Upcycling has emerged in the past couple of years as a method for food producers to add value to byproducts or surplus ingredients that might otherwise have been wasted.
Food companies, like Philabundance and Treasure8, are repurposing safely edible ingredients, like excess milk or “ugly” vegetables, into nutritious cheeses and chips.
We can take these very large waste streams and we can upcycle them into safe, tasty, healthy products and ingredients that can work at large scale distribution.
said Treasure8 co-founder Timothy Childs told Food Tank in 2018.
Food waste has a significant impact on both the food system and the climatic conditions as well. The U.S. Department of Agriculture evaluates that around 30-40 percent of the food supply is discarded or wasted, which amounts to about 133 billion pounds a year.
ReFED estimates that food waste costs retailers about $18.2 billion a year. New research has shown about 40 percent of food goes to waste and accounts for about 8 percent of human-caused greenhouse gas emissions.
The impact is amplified by the water, energy, and land resources that were used in producing food that was never consumed. Project Drawdown, an organization that supports reducing greenhouse gas emissions, has identified diminishing food waste as the prime solution to reduce heating.
According to Emily Board Leib, a Harvard University law professor and the director of Harvard’s Food Law and Policy Clinic, standardizing the term is the first step toward legislation that supports upcycling.
Further research can be done to identify and leverage policy incentives to support upcycled foods as a model to reduce food waste and support a more sustainable food system.
The research shows that customers not only understand the term “upcycled” as a separate category but also see the additional value in it.

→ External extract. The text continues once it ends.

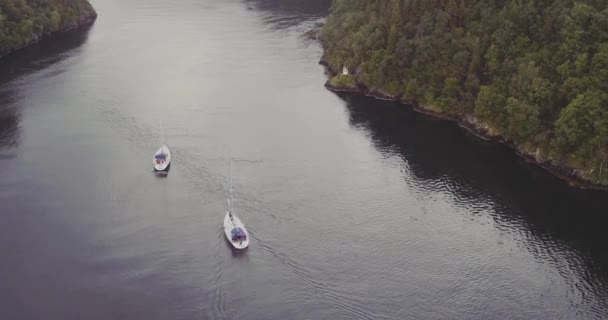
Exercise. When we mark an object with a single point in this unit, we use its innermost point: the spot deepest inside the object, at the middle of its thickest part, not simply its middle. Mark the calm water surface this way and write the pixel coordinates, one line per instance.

According to a benchmark study conducted by Deutsch’s team at Drexel University in 2017, consumer surveys pointed “value-added surplus foods” as being suggestively different from conservative products and favored the term “upcycled” over eight substitutes.
The Upcycled Food Association aims to use the new definition as a way to signal to customers that food waste reduction claims on products are dependable and certifiable.